Databases - Spanner and Related Databases
Spanner
Spanner is a globally-scalable database system used internally by Google; it is the successor of the BigTable database. (Link to the paper)
Cloud Spanner is the managed database on Google Cloud Platform.
Similar to BigTable, Spanner also uses SSTable; however it starts to migrate to use a columnar format instead.
Spanner does not have auto-increment key; do not use numbers in incremental order as keys, including timestamps, because Spanner is distributed and sharded by key, such keys will result in hotspots and hurt performance.
Natively support ProtoBuf.
Cloud Spanner manages splits using Paxos.
Data model
- A Spanner database have one or more tables.
- Tables are the same as in other relational database tables: rows, columns and values.
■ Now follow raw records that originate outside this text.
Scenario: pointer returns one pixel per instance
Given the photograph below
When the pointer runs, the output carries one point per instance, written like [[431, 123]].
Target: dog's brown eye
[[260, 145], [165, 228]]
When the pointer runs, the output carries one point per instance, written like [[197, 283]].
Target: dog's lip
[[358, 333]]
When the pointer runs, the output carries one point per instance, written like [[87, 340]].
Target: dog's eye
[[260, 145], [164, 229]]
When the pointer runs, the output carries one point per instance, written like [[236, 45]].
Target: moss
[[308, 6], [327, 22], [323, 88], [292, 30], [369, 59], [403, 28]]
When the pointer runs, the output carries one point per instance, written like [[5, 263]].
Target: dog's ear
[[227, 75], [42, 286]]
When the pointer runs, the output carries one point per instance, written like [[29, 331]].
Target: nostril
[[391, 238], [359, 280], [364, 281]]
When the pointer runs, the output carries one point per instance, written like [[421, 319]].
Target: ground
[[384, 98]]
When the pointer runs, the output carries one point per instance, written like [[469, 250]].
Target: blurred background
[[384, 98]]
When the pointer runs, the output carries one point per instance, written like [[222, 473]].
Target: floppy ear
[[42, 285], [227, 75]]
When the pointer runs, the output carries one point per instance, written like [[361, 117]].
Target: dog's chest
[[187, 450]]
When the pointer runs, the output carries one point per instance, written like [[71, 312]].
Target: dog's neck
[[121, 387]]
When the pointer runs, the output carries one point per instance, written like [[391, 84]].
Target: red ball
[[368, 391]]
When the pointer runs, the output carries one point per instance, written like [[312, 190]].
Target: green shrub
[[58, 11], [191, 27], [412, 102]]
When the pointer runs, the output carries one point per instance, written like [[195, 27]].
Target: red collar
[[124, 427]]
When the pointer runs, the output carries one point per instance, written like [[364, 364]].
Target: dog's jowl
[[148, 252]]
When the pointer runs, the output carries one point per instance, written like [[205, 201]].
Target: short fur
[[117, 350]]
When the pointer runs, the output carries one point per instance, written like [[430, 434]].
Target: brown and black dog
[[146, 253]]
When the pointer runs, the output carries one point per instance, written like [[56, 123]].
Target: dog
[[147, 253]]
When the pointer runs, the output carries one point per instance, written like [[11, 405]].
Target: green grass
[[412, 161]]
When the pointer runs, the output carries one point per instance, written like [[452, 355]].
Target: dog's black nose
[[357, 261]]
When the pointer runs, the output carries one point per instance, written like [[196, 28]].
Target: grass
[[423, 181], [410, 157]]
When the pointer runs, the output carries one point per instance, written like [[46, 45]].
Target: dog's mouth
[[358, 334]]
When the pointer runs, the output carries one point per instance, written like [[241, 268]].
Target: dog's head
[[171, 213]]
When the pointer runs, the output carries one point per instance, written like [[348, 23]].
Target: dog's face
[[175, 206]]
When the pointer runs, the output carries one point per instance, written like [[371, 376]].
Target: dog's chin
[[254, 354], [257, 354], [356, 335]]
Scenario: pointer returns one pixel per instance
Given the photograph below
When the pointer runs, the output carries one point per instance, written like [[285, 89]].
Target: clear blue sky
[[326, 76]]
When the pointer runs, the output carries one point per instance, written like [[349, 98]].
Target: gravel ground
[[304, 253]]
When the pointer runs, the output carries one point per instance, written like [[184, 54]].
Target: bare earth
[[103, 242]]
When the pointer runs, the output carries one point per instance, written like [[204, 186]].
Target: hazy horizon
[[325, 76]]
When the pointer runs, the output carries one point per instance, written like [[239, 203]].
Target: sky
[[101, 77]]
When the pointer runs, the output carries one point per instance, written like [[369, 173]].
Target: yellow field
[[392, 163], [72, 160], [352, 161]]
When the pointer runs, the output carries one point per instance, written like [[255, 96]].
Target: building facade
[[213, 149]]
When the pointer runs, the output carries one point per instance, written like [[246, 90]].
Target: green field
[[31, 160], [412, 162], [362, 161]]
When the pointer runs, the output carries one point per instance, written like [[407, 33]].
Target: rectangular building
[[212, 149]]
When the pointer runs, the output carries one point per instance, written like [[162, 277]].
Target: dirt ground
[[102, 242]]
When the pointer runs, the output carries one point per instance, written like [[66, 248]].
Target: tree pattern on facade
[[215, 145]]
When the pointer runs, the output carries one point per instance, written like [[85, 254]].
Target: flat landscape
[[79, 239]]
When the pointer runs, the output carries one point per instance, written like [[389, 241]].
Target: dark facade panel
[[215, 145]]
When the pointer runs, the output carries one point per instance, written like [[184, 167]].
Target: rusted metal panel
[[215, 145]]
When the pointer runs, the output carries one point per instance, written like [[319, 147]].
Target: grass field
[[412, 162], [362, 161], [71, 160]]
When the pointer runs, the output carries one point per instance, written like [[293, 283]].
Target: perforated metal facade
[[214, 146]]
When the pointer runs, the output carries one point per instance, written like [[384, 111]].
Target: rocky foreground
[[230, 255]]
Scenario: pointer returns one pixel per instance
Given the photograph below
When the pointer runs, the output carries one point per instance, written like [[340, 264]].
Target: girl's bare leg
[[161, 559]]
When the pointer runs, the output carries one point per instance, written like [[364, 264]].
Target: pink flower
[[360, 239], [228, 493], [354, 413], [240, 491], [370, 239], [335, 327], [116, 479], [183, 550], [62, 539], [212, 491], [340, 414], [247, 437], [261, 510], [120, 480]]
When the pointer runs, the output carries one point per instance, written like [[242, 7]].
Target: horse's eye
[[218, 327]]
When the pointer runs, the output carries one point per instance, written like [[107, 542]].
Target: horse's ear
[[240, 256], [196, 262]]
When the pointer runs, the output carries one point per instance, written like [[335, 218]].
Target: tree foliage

Data is strongly typed.
- One or more primary keys.
- Can define one or more secondary indexes.
- Support table interleaving and foreign keys.
When you committed the writes to the Spanner database, the system versioned each item of data and associated it with a specific commit timestamp. This means the next time you update an item of data, the old version of that data can still be read (subject to garbage collection limits), and the new version will be assigned a timestamp that's guaranteed to be greater than the timestamp of the old version. This allows Spanner clients to read current values of the data (aka "strong reads") and older values (using a read at a timestamp or a bounded stale read) within a certain bound (e.g. the past ~4 hours).
TrueTime
TrueTime is a highly available, distributed clock that is provided to applications on all Google servers. TrueTime enables applications to generate monotonically increasing timestamps.
Achieving Eventual Consistency Performance
Spanner provides stale reads, which offer similar performance benefits as eventual consistency but with much stronger consistency guarantees. A stale read returns data from an "old" timestamp, which cannot block writes because old versions of data are immutable.
Proto
Spanner supports a PROTO<...>
type, which allows for the storage of structured data using a user-defined protocol buffer type.
- with
BLOB
: Opaque protos, not validated at write time, queries might returnnull
at query time for data that does not match the proto definition. - without
BLOB
:CREATE PROTO BUNDLE
required to validate message contents on writes; also enables use of fields in that proto type in Spanner SQL queries.
Index
In Cloud Spanner, indexes are actually implemented using tables, which allows them to be distributed and enables the same degree of scalability and performance as normal tables.
However, because of this type of implementation, using indexes to read the data from the table row is less efficient than in a traditional RDBMS. It’s effectively an inner join with the original table,
using an index in Cloud Spanner is always a trade-off between improved read performance and reduced write performance.
Spanner Inspired Databases
- CockroachDB
- YugaByteDB
CockroachDB
https://www.cockroachlabs.com/
An open source version of Google Spanner. CockroachDB is a distributed database architected for modern cloud applications. It is wire compatible with PostgreSQL.
CockroachDB is backed by RocksDB, an embedded key-value store, or a purpose-built derivative, called Pebble. Though RocksDB is from Facebook, but it is based on LevelDB, which was also from Google.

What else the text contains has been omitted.